На минуту представил, как все, переодевшись, затаились на балконах с винтарями – и усмехнулся, даже чуть не заржал, но вовремя опомнился – он в засаде!
Хорошо бы посмотреть в окна напротив. Грех, конечно, по чужим окнам шарить… Но интересно… Ладно, потом как—нибудь, а то так и главное прощелкать недолго.
Небо затянулось темной ватой облаков, луна глянула напоследок мистическим желтым зрачком и скрылась. С леса подуло сильнее, пробивая тонкий трикотаж и унося музыку в сторону; теперь был слышен лишь однообразный шелест листьев. Подполковник обхватил себя руками и задумался.
Около четырех утра он благополучно заснул, прислонив седеющую голову к шкафчику и сжимая коленями винтовку…
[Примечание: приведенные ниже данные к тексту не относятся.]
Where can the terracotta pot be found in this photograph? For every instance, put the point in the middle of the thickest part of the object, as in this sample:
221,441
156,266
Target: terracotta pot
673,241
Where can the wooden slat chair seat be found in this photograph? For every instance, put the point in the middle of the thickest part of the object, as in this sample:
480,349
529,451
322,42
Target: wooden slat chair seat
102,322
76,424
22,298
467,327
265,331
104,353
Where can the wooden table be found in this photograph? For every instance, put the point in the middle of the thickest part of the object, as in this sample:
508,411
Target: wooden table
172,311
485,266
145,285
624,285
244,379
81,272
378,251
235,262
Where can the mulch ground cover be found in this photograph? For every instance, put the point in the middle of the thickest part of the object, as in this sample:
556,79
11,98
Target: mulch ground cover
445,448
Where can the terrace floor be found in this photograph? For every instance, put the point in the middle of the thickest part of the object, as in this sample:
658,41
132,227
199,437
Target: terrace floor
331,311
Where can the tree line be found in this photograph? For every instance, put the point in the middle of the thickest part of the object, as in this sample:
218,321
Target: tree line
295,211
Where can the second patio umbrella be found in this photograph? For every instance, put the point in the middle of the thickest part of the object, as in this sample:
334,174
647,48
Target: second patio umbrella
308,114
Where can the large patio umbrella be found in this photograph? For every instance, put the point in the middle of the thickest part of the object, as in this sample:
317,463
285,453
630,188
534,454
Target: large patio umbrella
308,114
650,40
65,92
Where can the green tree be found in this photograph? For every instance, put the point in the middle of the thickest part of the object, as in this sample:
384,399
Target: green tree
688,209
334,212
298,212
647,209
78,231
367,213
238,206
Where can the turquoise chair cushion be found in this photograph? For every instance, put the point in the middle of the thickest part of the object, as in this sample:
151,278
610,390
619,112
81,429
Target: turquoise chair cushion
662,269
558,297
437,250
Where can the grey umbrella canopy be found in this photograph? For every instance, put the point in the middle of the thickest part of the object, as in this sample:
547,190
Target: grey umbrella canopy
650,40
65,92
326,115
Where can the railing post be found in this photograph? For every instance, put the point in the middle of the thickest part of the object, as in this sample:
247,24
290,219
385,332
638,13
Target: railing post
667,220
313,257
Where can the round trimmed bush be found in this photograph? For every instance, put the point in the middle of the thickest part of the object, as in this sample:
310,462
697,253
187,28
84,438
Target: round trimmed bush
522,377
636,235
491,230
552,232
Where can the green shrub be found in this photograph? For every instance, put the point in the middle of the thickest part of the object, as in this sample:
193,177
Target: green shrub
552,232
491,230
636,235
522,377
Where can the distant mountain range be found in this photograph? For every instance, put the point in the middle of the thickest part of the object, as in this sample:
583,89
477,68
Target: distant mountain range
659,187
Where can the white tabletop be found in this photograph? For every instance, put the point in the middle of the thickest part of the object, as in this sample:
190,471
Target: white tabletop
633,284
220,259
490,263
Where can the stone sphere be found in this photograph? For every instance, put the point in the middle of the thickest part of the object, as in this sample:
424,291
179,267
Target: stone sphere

…Снился Щукину диковинный город, залитый незнакомым белым солнцем. Тысячи причудливых машин, словно сошедших со старинных полотен, толклись на пыльных дорогах, страшно гудели на перекрестках… Странным было их движение. Щукин пригляделся и понял: уступали они друг другу следующим образом: какая тачка навороченнее, больше – та и проезжала первой. Мелкие пролетали, как фанеры над Парижем. Одинаковые по крутости стояли, уперевшись друг в друга лбами и гудели, гудели, гудели… Глушители их дымили и тряслись, как яйца плохих танцоров. Подполковник заметил, что некоторые из них уже вросли в асфальт по самое брюхо, словно мамонты, а вокруг колес извивались цепкие синие лианы с колючками. Часть машин была полностью погребена под лианами, и выглядели они, как марсианские могильные холмики…
Что—то было не то… Он не сразу сообразил, в чем дело – в городе не было людей! Машины ездили и гудели сами по себе.
Это был настоящий мертвый город. Стало страшно, нестерпимо захотелось проснуться… Он долго, с трудом выплывал из глубинного кошмара.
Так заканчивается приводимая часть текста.